Fr Klaus Cieszyński, SJ, RIP

Fr Klaus Cieszyński, SJ, RIP
30 July 1938 – 18 September 2023

Klaus Peter Cieszyński was born in Lucienhof, Pomerania (Germany) of August Cieszyński and Gertrud Holder-Kotzung on 30 July 1938.  After schooling he entered the Polish novitiate in Kalisz in 1957 as a brother. His first assignment was to be part of the Warsaw Province building team (1967-1969) and after which he was missioned to the building team of the Jesuit Education Secretary working from St Francis in Lusaka and the Sacred Heart in Kabwe. After his tertianship he requested to be trained for the priesthood and so did his philosophy in Pullach (Germany) and his theology in Milltown Park (Ireland). He was ordained in Monchengladbach (Germany) by none other than the Archbishop of Lusaka, Emmanuel Milingo.

His first assignment was to Katondwe as parish priest and superior (1980-1985), and then to Charles Lwanga Teacher Training College in Chikuni. He was deeply involved with the teachers now working in the schools. In 1991 he was assigned to look after John Chula House, where he lovingly cared for the elderly Jesuits there. During this time, he became involved in setting up a chaplaincy at the airport, where eventualy he opened a small chapel. He had personal contact with many workers and staff, as well as looking after the needs of travelers.

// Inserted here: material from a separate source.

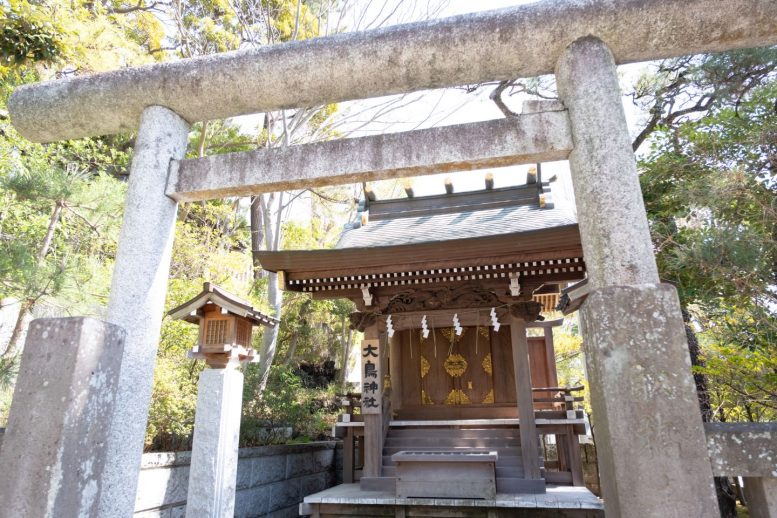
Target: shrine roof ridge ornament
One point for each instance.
(521, 41)
(229, 302)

Except for a brief period as minister in Luwisha House and a short stint in St Ignatius (2000-2001), his life was centered on Chula House and its elderly, while developing a substantial apostolate at the airport on-and-off up to 2019.

He reached out to many with his warm greeting “My son…My daughter…My chikondi (beloved)” with genuine interest and love. His favorite hymn was ‘Chikondi ca Ambuye Yesu’ from which his nickname arose. He knew many of the workers and staff at the airport, and he was involved in their problems and struggles. Eventually he set up a small chapel at the airport and often ran days of recollection, to which all denominations were welcome. One email received said: “He was a warm-hearted person whose main apostolate was to cheer people up.” Even when in pain from shingles on his hand, he would still go to the airport or do the chores needed at Chula House.

Due to his wide diversity of contacts, he often had good stories to tell, which he relished telling. But behind the sometimes-extraordinary events, there was always some truth which yielded good insights on reflection, even though occasionally the stories appeared to only grow in their telling, there certainly was never anything that was lost as they were told (and re-told!)

Some of us would get annoyed very easily by some of the things he would say to us due to his openness and due to his truthfulness, but then when we reflected on those particular things that he would say to us, we would ourselves begin to see a lot of truth in what he was saying.

He was a larger-than-life person and anyone who ever had any dealings with him was marked by the encounter.